1. Field of the Invention
This invention relates to the field of level shifter circuits for use between voltage domains, such as, for example, different voltage domains within an integrated circuit.
2. Description of the Prior Art
A level shifter circuit is used when there is a need to pass signals from one voltage domain to a different voltage domain. Typically, such multiple domain arrangements were not used in high performance systems due to the increased complexity and the relatively long latency which is associated with level shifter circuits.
A trend within integrated circuits is the increasingly common use of embedded SRAM memory. With the reduction in size of process geometries, such SRAM cells are becoming less stable. In order to enhance the stability of SRAM provided on-chip, and still achieve low power for the processor, there is an increasing need for the SRAM and the processor to use different voltage supplies from different domains. As an example, embedded SRAM may use a higher voltage supply to guarantee state retention whilst the rest of the system including the processor may use a lower voltage supply to reduce power consumption. In order to maintain the performance of the processor, and to reduce switching power, level shifters are provided to pass signals between these domains. These level shifters should have a low latency and a low switching (crow-bar) power. Such level shifters should also have a low circuit area overhead.

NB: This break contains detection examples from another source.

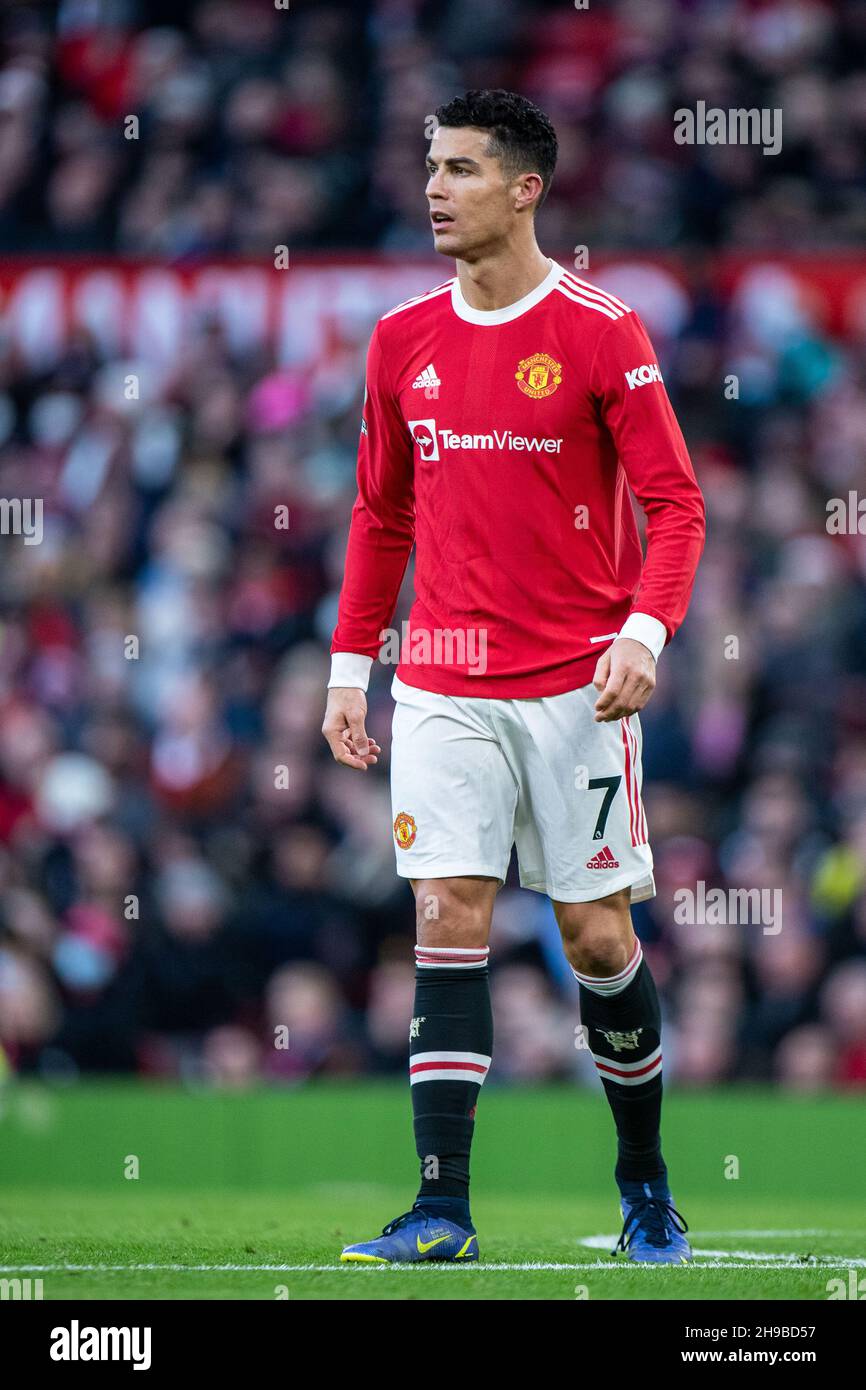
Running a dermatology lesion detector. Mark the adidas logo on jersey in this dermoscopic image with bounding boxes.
[587,845,620,869]
[411,361,442,391]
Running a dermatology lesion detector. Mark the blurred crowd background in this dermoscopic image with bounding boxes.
[0,0,866,1090]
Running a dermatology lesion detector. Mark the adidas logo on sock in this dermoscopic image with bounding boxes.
[411,361,442,391]
[587,845,620,869]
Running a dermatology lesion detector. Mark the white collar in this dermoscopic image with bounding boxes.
[450,257,566,327]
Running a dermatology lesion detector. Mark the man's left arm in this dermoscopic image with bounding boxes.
[589,311,706,723]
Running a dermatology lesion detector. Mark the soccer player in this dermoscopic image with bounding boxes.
[322,90,705,1264]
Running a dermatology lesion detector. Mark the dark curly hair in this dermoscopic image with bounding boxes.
[435,88,557,211]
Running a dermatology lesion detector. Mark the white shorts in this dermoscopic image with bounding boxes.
[391,676,656,902]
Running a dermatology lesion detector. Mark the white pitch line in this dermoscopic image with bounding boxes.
[0,1252,866,1275]
[578,1232,866,1269]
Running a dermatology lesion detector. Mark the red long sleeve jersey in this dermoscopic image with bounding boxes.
[331,261,705,699]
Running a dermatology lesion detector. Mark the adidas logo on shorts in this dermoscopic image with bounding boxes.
[587,845,620,869]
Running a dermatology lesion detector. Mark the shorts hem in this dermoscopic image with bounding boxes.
[520,869,656,904]
[396,860,507,883]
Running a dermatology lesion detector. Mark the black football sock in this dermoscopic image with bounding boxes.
[409,947,493,1226]
[573,940,667,1183]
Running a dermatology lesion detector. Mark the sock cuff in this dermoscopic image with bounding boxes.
[571,937,644,997]
[416,947,491,970]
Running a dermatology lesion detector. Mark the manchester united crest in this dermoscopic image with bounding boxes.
[595,1029,644,1052]
[514,352,563,400]
[393,810,418,849]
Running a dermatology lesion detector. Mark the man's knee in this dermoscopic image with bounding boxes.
[553,888,634,979]
[410,876,499,947]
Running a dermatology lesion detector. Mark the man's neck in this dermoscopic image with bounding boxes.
[457,250,552,318]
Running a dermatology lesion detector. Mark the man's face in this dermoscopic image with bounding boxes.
[427,125,520,260]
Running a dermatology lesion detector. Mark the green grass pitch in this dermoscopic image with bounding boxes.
[0,1083,866,1302]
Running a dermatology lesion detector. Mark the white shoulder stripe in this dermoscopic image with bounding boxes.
[382,279,453,318]
[563,270,631,314]
[555,284,623,320]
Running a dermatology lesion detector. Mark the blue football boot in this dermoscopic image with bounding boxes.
[339,1207,478,1265]
[610,1179,692,1265]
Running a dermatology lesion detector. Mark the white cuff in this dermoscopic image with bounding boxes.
[328,652,373,691]
[617,613,667,662]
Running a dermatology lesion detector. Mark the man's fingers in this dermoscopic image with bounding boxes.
[595,671,626,714]
[592,648,610,691]
[349,714,368,758]
[595,674,655,724]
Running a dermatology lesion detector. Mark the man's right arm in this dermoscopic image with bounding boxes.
[322,324,414,769]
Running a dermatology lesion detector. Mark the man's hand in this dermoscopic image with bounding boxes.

FIG. 1 of the accompanying drawings schematically illustrates the basic concept of a level shifter circuit. This comprises a first inverter 2 operating in a low voltage domain and a second inverter 4 operating in a high voltage domain. A problem with this simple arrangement is that the desirable situation of a low static power consumption is difficult to achieve within the second inverter 4 since the signal from the first inverter 2 at the VDD level of the first domain is ineffective at completely switching off the transistors within the second inverter 4 given its higher VDD level. In addition, the current during switching of the second inverter 4 is undesirably high.

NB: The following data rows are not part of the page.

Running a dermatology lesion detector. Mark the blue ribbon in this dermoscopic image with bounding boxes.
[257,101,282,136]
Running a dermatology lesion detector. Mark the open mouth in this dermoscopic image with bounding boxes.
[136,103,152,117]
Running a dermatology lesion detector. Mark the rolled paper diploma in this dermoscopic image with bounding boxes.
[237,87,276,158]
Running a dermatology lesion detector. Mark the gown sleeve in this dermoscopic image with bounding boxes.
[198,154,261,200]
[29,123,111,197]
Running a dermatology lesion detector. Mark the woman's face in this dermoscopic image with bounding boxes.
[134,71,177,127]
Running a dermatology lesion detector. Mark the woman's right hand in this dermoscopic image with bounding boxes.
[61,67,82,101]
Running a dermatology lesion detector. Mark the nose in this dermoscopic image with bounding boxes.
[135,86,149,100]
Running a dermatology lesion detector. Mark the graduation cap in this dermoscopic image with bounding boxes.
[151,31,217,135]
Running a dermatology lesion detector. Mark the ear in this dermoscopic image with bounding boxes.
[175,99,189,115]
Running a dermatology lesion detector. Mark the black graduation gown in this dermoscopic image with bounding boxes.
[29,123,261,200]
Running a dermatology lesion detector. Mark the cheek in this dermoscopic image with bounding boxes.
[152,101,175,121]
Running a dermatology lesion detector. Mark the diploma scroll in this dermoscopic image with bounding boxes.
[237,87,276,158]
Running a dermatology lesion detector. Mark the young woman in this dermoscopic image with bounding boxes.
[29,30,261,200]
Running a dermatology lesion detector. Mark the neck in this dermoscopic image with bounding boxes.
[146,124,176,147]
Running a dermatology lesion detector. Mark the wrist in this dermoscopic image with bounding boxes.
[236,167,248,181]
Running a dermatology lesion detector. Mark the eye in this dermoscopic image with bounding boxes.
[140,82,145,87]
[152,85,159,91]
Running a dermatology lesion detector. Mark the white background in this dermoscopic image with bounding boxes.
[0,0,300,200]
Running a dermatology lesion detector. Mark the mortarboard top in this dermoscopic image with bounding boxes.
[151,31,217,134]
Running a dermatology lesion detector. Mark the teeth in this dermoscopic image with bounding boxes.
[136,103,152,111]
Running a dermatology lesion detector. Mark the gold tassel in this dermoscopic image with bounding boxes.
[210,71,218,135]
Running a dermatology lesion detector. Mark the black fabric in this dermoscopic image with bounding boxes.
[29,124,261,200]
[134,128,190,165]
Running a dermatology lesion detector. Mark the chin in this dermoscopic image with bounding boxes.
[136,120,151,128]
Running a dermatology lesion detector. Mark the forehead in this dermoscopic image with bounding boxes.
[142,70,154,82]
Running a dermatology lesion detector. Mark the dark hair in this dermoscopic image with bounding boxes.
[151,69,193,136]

FIG. 2 of the accompanying drawings shows a known level shifter seeking to address some of the limitations of the level shifter of FIG. 1. In this level shifter circuit, a feedback PMOS 6 is provided to boost the voltage at node 8 to the value of the HighVDD. This provides a reasonable solution to limiting the power consumption. However, the circuit of FIG. 2 suffers from a limited range of voltage level shifting within which it may operate since the input inverter 10 may not be strong enough to overcome the action of the feedback PMOS 6 if the low voltage domain is operating at a significantly lower VDD level than the high voltage domain. In addition, the operational range of this level shifter circuit depends upon process variation concerning the PMOS to NMOS ratio. Furthermore, the latency of the level shifter circuit can vary significantly based upon the process variation and the range of VDD being switched between.
FIG. 3 illustrates a possible enhancement over the circuit of FIG. 2. In this circuit a pair or cross-coupled PMOS transistors 12, 14 is used to provide a feedback circuit to boost the voltage at node 16 to the HighVDD level when appropriate. When the input to the level shifter circuit 20 is a “1”, the NMOS transistor 8 will turn on and in turn force the voltage at node 16 low. This turns on PMOS transistor 14, which turns off PMOS transistor 12 and then drives a high value of “1” out through the inverter 22. When the input to the NMOS transistor 18 is a “0”, the inverter 24 will switch its output to a “1”, which in turn will switch on the NMOS transistor 26, switch on the PMOS transistor 12, drive the node 16 to the full voltage of the high VDD domain via the PMOS transistor 12 and switch off the PMOS transistor 14. The high voltage level at node 16 will be inverted by the inverter 22 and result in a output value of “0” being drive out from the inverter 22. A significant disadvantage of the circuit of FIG. 3 is that it has a disadvantageously long latency since it is necessary when the input is changed to a “0” for this change to propagate through four levels of transistors, namely through inverter 24, NMOS transistor 26, PMOS transistor 12 and inverter 22.